If you’re starting to consider investing your money, you might be wondering about cash flow, capital gains, liquidity, and risks. These are important concepts that apply not only to investing but also in a variety of other life situations as well. We’ll walk through each of these concepts here so that you can gain a solid understanding of what they mean. Then we’ll talk about how they relate to investing. Let’s get started!

A Look at the Current Tax Structure

The Tax Cuts and Jobs Act of 2017 made sweeping changes to tax brackets, corporate taxes, 401k rules, etc. These new laws make it clear that you can no longer bank on traditional income sources; your investments will be taxed at much higher rates than before.

In fact, some federal employee retirement plans have been eliminated altogether due to these changes. This means that even if you don’t need cash right now, it’s crucial to develop a plan for making money in retirement.


The Different Types of Tax Shelters

The most common tax shelters are RRSPs, RESPs, pensions, and TFSAs. Since everyone has different objectives, there is no one-size-fits-all when it comes to tax shelters. For example, an investor with limited capital can get more out of an RRSP than a person with a pension plan—but that person may have additional room in their TFSA instead.

Choosing Wisely

You may have heard a lot about choosing good investments, but what exactly does that mean? Put simply, it means not putting all your eggs in one basket. You want diversification—you don’t want to put all your investments into one type of security or industry.

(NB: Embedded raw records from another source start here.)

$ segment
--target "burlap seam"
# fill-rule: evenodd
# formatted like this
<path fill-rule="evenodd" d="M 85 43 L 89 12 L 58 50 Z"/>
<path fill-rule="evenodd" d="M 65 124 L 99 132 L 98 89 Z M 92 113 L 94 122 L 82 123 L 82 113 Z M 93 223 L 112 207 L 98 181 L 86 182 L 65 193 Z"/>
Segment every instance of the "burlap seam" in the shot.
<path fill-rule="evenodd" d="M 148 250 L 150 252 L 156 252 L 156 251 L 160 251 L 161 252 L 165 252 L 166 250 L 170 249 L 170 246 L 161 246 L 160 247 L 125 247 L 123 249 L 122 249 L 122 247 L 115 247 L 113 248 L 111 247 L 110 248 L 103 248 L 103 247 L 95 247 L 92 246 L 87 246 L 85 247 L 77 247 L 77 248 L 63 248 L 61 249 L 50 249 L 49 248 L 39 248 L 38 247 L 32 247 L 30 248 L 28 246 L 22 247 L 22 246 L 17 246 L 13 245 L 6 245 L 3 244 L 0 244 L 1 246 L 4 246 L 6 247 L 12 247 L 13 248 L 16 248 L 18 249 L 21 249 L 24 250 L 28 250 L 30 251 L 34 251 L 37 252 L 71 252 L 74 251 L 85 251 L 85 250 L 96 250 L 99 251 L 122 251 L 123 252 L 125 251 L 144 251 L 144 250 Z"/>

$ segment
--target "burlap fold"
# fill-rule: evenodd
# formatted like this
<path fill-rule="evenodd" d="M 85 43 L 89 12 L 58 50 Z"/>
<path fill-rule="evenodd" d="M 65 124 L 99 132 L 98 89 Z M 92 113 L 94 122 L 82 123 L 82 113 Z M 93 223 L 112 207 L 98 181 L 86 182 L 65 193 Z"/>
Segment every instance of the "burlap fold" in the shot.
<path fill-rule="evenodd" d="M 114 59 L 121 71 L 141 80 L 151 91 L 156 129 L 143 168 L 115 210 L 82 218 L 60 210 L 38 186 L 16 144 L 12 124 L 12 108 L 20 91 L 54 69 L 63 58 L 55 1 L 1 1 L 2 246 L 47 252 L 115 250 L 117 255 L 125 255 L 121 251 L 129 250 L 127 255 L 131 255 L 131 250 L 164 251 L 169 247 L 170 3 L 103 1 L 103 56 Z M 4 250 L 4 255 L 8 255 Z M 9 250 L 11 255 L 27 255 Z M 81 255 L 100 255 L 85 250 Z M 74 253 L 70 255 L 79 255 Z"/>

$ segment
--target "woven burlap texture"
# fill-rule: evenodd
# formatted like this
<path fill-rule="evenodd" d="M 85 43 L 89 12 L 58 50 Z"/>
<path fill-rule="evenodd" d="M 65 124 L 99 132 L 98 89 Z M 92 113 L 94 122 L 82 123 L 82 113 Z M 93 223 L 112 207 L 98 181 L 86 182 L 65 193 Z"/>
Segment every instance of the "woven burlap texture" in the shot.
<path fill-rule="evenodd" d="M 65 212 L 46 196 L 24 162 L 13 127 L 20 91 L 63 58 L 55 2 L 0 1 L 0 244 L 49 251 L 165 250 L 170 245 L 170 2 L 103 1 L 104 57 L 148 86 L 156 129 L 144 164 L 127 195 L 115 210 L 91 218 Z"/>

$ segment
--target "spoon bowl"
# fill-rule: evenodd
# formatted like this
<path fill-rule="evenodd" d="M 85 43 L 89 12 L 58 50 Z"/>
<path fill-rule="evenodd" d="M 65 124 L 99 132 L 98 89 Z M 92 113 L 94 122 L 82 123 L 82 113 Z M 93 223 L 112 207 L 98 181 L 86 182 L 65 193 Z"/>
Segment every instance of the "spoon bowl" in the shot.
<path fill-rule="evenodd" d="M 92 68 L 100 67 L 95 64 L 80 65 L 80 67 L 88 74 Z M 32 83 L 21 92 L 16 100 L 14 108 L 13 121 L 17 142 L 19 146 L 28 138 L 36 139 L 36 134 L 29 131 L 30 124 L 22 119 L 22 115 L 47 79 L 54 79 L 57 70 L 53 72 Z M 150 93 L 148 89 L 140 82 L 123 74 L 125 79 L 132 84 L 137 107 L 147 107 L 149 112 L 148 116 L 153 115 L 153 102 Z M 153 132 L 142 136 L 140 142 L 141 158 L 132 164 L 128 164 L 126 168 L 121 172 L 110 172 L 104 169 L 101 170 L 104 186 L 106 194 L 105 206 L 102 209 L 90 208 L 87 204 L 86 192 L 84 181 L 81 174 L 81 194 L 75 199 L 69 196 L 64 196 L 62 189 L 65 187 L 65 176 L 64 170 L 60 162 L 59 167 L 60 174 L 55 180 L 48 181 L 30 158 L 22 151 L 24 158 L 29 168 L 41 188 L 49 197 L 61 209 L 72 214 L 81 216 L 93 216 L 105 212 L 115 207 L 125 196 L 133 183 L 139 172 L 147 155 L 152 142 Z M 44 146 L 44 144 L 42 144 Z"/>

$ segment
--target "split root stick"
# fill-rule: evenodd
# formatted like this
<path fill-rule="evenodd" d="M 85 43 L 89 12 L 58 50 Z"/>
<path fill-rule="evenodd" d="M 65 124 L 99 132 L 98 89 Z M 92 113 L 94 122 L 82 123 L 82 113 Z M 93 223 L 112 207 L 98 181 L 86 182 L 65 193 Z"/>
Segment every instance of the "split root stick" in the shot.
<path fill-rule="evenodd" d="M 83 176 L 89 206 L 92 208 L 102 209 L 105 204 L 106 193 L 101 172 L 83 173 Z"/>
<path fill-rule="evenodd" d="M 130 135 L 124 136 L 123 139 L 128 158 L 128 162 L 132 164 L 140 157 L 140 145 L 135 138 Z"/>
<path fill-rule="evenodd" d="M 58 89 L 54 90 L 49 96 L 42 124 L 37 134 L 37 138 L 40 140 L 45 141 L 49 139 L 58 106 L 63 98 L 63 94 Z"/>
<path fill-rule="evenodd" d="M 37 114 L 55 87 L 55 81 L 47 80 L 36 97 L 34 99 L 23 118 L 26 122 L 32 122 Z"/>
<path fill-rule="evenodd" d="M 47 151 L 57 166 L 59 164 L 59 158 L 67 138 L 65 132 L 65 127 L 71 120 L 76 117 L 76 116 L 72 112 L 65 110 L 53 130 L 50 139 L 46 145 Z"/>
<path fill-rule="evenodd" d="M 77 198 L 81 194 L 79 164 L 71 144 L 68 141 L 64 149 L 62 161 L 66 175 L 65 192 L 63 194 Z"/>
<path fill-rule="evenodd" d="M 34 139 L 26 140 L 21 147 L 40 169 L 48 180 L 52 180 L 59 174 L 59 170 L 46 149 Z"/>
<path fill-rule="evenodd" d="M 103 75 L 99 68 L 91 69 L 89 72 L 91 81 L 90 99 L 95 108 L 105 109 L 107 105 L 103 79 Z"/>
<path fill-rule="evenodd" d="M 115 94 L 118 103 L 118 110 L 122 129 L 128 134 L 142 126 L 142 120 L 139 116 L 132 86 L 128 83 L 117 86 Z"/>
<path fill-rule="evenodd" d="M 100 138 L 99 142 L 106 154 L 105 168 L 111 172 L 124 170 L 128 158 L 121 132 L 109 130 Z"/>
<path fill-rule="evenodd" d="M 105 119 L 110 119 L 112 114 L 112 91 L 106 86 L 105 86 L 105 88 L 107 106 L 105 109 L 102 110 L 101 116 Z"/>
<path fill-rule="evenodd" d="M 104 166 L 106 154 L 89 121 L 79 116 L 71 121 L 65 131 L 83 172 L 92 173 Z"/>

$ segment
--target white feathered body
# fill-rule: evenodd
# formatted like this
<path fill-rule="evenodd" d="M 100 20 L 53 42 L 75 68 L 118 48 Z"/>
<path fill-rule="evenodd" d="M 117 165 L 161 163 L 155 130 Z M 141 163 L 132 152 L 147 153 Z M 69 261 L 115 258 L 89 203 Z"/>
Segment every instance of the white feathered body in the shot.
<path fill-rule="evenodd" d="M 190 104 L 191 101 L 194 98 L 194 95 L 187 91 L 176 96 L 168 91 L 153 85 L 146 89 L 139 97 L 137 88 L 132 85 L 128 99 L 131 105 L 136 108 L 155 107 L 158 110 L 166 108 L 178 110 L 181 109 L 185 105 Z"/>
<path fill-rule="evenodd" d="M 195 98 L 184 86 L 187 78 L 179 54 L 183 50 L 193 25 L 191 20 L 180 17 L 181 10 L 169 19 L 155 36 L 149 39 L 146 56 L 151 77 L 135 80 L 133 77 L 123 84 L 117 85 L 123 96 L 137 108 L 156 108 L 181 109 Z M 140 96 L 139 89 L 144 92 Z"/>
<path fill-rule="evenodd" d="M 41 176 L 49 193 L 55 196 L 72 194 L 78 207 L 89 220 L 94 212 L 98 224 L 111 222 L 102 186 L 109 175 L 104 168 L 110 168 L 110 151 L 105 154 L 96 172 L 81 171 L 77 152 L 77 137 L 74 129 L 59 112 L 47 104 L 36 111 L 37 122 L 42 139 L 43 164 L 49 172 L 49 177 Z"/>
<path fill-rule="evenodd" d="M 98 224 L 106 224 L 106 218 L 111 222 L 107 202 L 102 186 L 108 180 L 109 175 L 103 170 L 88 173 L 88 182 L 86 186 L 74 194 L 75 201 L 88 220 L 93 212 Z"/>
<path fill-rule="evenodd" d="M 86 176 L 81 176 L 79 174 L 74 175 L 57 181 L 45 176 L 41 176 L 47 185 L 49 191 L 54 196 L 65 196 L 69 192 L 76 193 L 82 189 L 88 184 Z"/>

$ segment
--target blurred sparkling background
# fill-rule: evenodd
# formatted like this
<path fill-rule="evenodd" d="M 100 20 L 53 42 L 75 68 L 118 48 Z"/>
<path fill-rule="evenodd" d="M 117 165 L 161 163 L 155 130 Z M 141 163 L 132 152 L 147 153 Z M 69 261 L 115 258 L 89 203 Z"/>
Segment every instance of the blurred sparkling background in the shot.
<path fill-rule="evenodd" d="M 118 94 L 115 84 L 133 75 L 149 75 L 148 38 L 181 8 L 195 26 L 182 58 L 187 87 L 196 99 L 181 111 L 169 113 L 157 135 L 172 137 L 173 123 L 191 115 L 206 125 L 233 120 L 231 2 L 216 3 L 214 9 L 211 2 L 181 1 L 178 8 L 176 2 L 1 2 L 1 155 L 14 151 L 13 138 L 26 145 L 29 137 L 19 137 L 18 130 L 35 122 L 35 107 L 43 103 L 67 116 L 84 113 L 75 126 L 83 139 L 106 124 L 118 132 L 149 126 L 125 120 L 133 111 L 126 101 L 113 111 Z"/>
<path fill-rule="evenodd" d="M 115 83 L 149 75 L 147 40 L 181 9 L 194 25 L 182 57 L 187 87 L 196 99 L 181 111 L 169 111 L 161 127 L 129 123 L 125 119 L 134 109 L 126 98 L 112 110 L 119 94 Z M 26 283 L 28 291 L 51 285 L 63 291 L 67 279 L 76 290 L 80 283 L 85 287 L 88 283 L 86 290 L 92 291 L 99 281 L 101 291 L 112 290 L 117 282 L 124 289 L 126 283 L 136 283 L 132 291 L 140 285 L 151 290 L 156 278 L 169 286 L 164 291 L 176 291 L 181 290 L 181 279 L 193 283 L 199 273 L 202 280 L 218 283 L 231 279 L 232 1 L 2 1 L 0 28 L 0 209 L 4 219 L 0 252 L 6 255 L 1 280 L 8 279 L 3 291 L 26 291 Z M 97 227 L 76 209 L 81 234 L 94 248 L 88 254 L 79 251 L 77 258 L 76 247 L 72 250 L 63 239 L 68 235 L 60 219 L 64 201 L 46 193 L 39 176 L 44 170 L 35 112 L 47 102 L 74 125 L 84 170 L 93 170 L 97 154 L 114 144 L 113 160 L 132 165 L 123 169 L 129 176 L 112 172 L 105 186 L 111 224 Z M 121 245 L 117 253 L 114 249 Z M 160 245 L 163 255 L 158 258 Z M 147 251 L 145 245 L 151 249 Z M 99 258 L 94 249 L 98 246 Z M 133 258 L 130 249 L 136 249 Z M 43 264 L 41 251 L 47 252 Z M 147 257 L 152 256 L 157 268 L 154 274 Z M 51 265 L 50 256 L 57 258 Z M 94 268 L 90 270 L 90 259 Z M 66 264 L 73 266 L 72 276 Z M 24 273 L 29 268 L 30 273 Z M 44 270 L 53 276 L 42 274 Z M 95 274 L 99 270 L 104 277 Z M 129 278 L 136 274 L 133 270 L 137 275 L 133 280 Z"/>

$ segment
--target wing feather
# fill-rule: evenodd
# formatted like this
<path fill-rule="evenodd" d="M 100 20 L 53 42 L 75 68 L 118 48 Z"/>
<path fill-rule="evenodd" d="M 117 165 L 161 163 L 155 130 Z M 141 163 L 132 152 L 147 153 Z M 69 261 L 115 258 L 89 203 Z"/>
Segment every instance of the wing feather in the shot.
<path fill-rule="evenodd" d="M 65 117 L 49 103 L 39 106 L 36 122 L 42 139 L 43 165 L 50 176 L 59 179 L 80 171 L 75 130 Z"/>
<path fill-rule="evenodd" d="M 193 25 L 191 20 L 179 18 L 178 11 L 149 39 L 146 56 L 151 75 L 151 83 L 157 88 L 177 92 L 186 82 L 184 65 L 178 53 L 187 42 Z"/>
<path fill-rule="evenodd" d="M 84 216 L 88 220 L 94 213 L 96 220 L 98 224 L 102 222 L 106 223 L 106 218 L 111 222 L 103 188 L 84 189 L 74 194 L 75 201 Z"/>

This can help you weather any changes in global markets, market shifts, interest rates, or other factors that could affect an individual investment dramatically.

How Much Should I Save?

How much you should be saving depends on how close you are to your goals. If you’re retired or near retirement, then a dollar-cost average of 10% into an index fund may make sense. But if your children’s college education is still more than 15 years away, it might be worth taking some risk with 50% stocks/50% bonds.

Keeping it Simple

Research has found that making you’re investing too complicated can lead to subpar performance. This is especially true when it comes to investing for income, as opposed to growth. When it comes time to invest, choose a strategy that’s simple, easy to understand, and isn’t complicated by secondary objectives (e.g., balancing your portfolio). Simplicity is underrated in modern finance.